The drill hole is the fourth hole to be completed in the current diamond drill program and was designed to test a strong gravity anomaly and to also intersect one of the main interpreted structures in the area, the Southern Graben Fault. Both targets were successfully tested and provide further evidence of a regional scale copper sulfide system within the Storm Project area. ST23-04 intersected two zones of visual copper mineralization.

The first, a wide sulfide-bearing fault zone, is interpreted to be the Southern Graben Fault. Though only minor copper is present within the fault zone, the results confirm the presence of copper mineralization and fluid movement within this regionally important and laterally extensive structure. Significantly, the drill hole intersected the fault zone over 700m along strike from the near-surface high-grade copper mineralization at the 3500N Zone (where intersections include 35.4m (core length) @ 1.73% Cu in ST99-43).

This highlights the structure as an important plumbing system for copper mineralization and points to the potential relationship between the lower sediment-hosted style and upper, near-surface copper mineralization. The second zone of visual sulfide copper mineralization intersected within ST23-04 is an 18.5m thick zone containing chalcopyrite and chalcocite which is interpreted to correlate with the same distinctive sediment-hosted mineralized horizon as encountered within diamond drill holes ST22-10, ST23-01, ST23-02 and ST23-03. Significantly, drill hole ST23-04 is located immediately north of a large, untested 880m x 470m FLEM anomaly that was defined during the 2022 field season.

Similar conductive anomalies elsewhere at Storm have been confirmed by drilling to contain sulfide mineralization. The repeated intersections of copper sulfide within this predictable stratigraphic horizon, and ongoing success of the gravity data as a reliable targeting tool, has enormous implications for the potential for further discoveries within the Storm area. Diamond drill hole ST23-04 was drilled to a downhole depth of 476m and has intersected a large copper-enriched breccia/fault zone and a thick interval of visual sediment hosted copper sulfide mineralization.

The drill hole was designed to test a gravity anomaly south of the Southern Graben Fault, as well as test the large fault system itself.

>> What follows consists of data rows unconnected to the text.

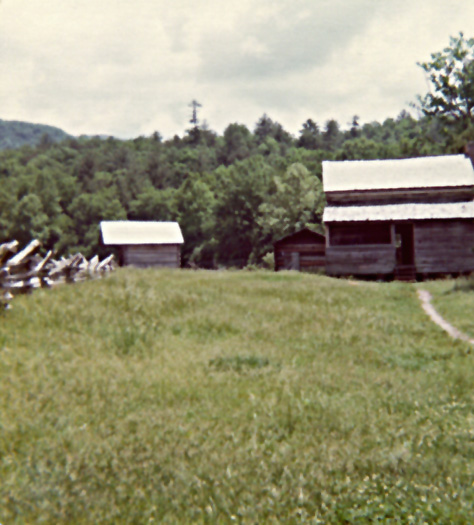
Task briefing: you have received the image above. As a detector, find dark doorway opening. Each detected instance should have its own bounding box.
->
[395,224,415,266]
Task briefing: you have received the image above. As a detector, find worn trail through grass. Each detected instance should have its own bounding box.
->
[0,269,474,523]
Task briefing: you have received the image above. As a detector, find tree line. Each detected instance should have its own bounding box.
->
[0,35,474,267]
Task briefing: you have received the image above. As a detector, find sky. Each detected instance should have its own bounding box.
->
[0,0,474,138]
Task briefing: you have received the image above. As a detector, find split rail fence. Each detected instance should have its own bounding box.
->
[0,239,115,308]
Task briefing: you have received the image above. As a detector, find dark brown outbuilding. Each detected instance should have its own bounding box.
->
[273,228,326,271]
[323,155,474,280]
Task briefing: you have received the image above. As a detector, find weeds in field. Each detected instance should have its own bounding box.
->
[0,269,474,523]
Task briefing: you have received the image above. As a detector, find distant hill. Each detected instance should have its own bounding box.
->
[0,119,70,150]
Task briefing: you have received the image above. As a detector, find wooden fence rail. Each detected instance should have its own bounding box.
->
[0,239,116,308]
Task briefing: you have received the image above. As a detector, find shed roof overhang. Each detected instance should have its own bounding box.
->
[323,155,474,193]
[100,221,184,246]
[323,201,474,223]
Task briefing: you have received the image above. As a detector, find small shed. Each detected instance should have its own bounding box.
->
[323,155,474,280]
[273,228,326,271]
[100,221,184,268]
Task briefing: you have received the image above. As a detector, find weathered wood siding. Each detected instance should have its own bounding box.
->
[414,220,474,274]
[275,244,326,270]
[326,244,395,275]
[275,228,326,271]
[122,244,181,268]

The upper zone of pyrite and copper mineralization is hosted within a 48m thick, calcite-rich fault zone that is interpreted to be the Southern Graben Fault. The fault zone is comprised of a matrix-supported clast breccia with the matrix locally replaced with calcite cement and locally milled and silty dolomudstone .

The fault zone contained a large, ice-filled cavity and local occurrences of pyrite cement with anomalous copper (confirmed with portable XRF).